Промысел – работа тяжелая, и те, кто добывает пушнину в тайге и в тундре, этим живут, это их способ существовать, зарабатывать на жизнь. И не о них речь.

Осень тысяча девятьсот семьдесят первого года по всей России выдалась затяжная. И в Сибири – неслыханное дело! – почти до декабря не было снега. На пустынную таежную реку Сым хлынула никем не учтенная, нигде не зарегистрированная орда стрелков, не признающая никаких сроков и правил охоты.

Начавшись в Приобской низменности, через тысячу с лишним километров Сым спокойно сливает свои желтоватые, торфом отдающие воды с Енисеем. Встречь Сыму с приенисейской левобережной низины течет к Оби, в Нарымский край, река Тым. Он чуть длиннее Сыма, полноводней – так вот два брата «в одном вагоне в разные стороны едут!» – природа поровну распределила воды, богатства и дары свои. Справедлива, мудра, терпелива наша природа, но и она содрогнулась, оглохла в ту осень от грохота выстрелов, ослепла от порохового дыма.

На лодках, с бочками горючего, с ящиками боеприпасов, с харчами в багажниках двинули налетчики вверх по Сыму, в глушь молчаливой тайги. Нет на Сыме ни инспекторов, ни милиции, никакого населения, но охотники все равно врозь правятся, боясь друг дружки, крадутся по реке, норовя разминуться со встречной или обгонной лодкой, сворачивая в протоки, за островки, лайды.

Когда-то были на Сыме станки, деревушки и промысловые пункты, но рыбаки и охотники держались жилого места до тех пор, пока твердо стоял на земле крестьянин-хлебопашец. Крестьянин – он не только кормилец, он человек оседлый, надежный, он – якорь жизни. Земли по побережью Сыма и Тыма непроходимы, болотисты, однако же так пространственны, что любой человек тут найдет себе подходящее место хоть для пашни, хоть для огорода, о промысле и говорить нечего. Беломошные сосновые боры, чистые кедрачи шумят малахитовым морем, роняют шишку наземь, сорят ягодой, преют грибом; лебединые озера, журавлиные болота, рыбные речки, ледяные кипуны – все полно пушным зверем: белкой, соболем, колонком, горностаем, непуганой боровой птицей.

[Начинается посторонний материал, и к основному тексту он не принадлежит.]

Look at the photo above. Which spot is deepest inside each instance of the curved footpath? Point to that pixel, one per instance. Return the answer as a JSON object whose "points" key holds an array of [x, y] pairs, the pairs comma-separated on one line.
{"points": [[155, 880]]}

Военное лихолетье коснулось и таежного Сыма. Снялись с него, ушли на Енисей колхозники. За ними потянулись осторожные промысловики, завершают уход еще более осторожные и потаенные старообрядцы. А тайга, особенно северная, без человека совсем сирота, да и таежные богатства ох как нынче нужны. Разве дело, что сельское, таежное и всякое население стало кормиться из магазина, а не с лесной кладовой, не с поля, не с огорода?!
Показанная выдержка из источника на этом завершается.